It appears that cinema have been making hay while the sun didn’t shine. Most British newspapers and websites seem to agree that it is primarily the weather rather than the quality of the films on offer, that made 2007 a strong box office summer. Take this article from The Guardian (‘Wet summer boosts UK film industry‘) which notes that:
The British cinema industry is celebrating its best summer in 40 years, partly thanks to the wet weather.
Figures released this morning by the Film Distributors’ Association, the trade body for the industry, showed that there were 50.8m cinema visits during June, July and August.
This is over 25% more than in a typical summer, and even beat records set in the 1980s when the arrival of multiplex cinemas gave the sector a boost.
Examples of other headlines are ‘Soggy summer boosts UK box office‘ (BBC News) and Wet summer made cinema top destination (Channel 4 News) and ‘Summer cinema gets boost from rain‘ (Digital Spy).
The impulse is to start polemicizing that ‘the death of cinema at the hands of DVD/YouTube/games/etc is greatly exaggerated’. Just don’t expect anyone to point out that the threat from on-line piracy is obviously also exaggerated, or why else would Brits splash their way to the cinemas instead of staying home in front of their warm PCs. It is worth adding that there was also no Olympics of World Cup to steal viewers away.

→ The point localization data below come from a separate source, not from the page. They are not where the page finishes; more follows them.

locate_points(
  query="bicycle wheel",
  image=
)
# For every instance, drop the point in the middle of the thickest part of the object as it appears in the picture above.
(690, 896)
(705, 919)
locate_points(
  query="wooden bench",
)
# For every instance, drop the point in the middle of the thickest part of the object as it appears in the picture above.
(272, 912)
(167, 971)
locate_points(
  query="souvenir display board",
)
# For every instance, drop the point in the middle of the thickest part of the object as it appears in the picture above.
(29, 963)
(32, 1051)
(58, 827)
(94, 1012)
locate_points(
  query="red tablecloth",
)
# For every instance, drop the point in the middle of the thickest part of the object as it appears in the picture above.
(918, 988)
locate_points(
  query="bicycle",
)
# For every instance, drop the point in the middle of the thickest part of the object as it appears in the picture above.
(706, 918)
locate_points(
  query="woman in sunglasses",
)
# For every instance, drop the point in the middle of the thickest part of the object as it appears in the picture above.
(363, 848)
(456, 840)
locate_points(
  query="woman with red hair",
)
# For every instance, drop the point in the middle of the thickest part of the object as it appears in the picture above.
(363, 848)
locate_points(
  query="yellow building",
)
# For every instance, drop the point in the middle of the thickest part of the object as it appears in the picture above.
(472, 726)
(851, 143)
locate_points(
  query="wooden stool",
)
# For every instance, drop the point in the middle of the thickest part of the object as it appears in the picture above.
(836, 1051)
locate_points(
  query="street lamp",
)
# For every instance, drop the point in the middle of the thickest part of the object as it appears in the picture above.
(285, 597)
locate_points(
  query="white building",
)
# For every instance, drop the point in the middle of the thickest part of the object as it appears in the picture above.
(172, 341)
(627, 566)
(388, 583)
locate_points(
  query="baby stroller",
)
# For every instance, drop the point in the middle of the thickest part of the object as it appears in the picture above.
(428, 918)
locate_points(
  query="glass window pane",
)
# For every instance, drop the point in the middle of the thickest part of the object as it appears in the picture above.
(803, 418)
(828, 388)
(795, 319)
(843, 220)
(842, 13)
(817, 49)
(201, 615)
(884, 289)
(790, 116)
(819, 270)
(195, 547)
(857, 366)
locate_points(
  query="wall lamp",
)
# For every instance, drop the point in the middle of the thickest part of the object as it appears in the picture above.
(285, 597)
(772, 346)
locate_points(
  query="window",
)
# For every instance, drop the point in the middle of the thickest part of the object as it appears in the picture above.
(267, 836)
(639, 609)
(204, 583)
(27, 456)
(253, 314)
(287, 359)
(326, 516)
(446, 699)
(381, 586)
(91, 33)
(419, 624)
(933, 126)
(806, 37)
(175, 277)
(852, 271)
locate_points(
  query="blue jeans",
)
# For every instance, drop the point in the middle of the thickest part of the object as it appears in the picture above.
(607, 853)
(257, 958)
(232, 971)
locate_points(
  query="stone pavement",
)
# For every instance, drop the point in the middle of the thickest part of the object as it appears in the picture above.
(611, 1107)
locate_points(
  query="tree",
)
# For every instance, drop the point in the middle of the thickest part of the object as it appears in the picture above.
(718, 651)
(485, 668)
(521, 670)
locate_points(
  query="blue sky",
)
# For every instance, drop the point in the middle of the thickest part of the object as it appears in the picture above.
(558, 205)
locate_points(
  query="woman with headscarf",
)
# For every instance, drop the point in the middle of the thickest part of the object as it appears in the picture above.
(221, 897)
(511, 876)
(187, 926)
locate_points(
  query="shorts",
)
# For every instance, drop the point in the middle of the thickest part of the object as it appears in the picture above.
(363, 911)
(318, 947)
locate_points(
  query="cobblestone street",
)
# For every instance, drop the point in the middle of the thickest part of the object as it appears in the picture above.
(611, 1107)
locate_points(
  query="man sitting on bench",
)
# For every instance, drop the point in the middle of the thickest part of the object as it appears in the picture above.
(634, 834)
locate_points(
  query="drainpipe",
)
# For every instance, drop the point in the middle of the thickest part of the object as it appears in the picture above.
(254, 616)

However, if these leads to complacency or anything more than modest celebrating then British cinemas are in trouble. Taking comfort from poor weather and people’s willingness from sitting through underwhelming threequels (‘Bourne Ultimatum‘ excepted) does not a stable business future make. Smart cinemas use the extra money to expand beyond their core business (blockbusters, concessions and advertising). One major UK chain’s CEO told me that he no longer sends his staff to cinema trade shows like Cinema Expo. ‘The new idea are in gambling, nightclub and bar conventions,’ he said. While films will remain the bread and butter of the cinema business, don’t count on lashings of rains to make people seek refuge in their local multiplex. (Rain picture courtesy of Ahmed Rabea).